The problem is not a lack of financial incentives or a shortage of licensed professionals. The problem is that experienced pharmacists refuse to work in environments where they cannot safely serve patients. When a pharmacist with two decades of experience chooses to leave the profession entirely rather than continue working under current conditions, no amount of signing bonuses or relaxed licensing requirements will retain talent.


What Indiana Should Learn from Ohio

Ohio's experience provides a roadmap for addressing the pharmacist shortage that Indiana lawmakers should follow.
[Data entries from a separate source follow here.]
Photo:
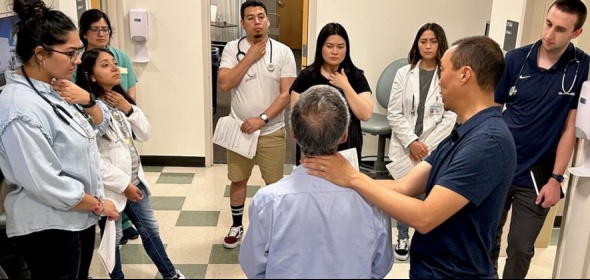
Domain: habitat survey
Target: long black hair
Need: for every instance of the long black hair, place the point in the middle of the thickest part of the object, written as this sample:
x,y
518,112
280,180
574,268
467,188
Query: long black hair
x,y
414,55
328,30
86,69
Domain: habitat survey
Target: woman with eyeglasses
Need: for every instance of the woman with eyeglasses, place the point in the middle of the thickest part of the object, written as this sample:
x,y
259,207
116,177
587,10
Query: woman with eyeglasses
x,y
95,32
122,172
415,111
48,150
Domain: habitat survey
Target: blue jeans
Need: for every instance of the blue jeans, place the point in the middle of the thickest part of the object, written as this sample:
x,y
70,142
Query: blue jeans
x,y
142,216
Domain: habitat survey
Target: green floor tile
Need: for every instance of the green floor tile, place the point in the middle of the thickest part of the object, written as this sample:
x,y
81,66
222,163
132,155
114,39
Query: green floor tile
x,y
198,218
175,178
190,271
221,255
252,189
288,169
135,254
153,168
167,202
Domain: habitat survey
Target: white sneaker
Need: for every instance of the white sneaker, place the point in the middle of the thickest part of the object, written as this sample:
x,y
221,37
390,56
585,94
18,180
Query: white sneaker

Rather than focusing on licensing requirements, Indiana should:


1. Conduct a comprehensive survey of working conditions at Indiana pharmacies, particularly chain retail locations, to document the scope and nature of workplace stress, staffing inadequacies, and safety concerns.


2. Establish minimum staffing standards based on the full scope of services offered, not merely prescription volume, to ensure pharmacists have adequate support to perform all aspects of their role safely.


3. Require mandatory breaks and reasonable shift limits to prevent the fatigue and distraction that lead to medication errors.


4. Prohibit corporate metrics that interfere with professional judgment and patient safety, allowing pharmacists to prioritize quality of care over quantity of prescriptions filled.


5. Create mechanisms for pharmacists to report unsafe working conditions without fear of retaliation and require timely management responses to these concerns.


6. Enforce these standards through regulatory oversight with meaningful penalties for violations, as Ohio demonstrated with the CVS settlement.


Conclusion: Addressing the Root Cause


Indiana faces a genuine pharmacist shortage, but the solution does not lie in eliminating professional licensing requirements. The MPJE is a standard requirement in 45 states, and the handful of states that have eliminated it continue to face the same workforce challenges.


The real crisis, as Ohio's experience demonstrates, is that chain drug stores have created working conditions so untenable that licensed pharmacists are either leaving the profession entirely or refusing to accept positions in retail settings. Pharmacists report inadequate staffing, excessive workloads, pressure to meet corporate metrics at the expense of patient safety, and shifts so long they cannot maintain concentration.


These are not minor complaints about workplace preferences. These are fundamental patient safety issues. When pharmacists consistently report that they cannot perform their duties safely, when they document regular medication errors that could be prevented with adequate staffing, and when experienced professionals leave the field because they fear making "a horrific mistake," the profession faces a crisis that no change in licensing requirements can address.


If Indiana wants to solve its pharmacist shortage, it must look beyond superficial fixes like eliminating the MPJE. The state must confront the business practices that have made retail pharmacy an unsustainable career choice for many professionals. Only by ensuring safe working conditions, adequate staffing, and protection of pharmacists' professional judgment will Indiana attract and retain the pharmacy workforce its citizens need.


The choice facing Indiana policymakers is clear: they can follow the path of meaningful reform that Ohio has begun, addressing the root causes of pharmacist burnout and unsafe working conditions, or they can pursue the false solution of relaxed licensing requirements while the real crisis continues to worsen. The evidence from across the country points unequivocally toward the former approach as the only viable path forward.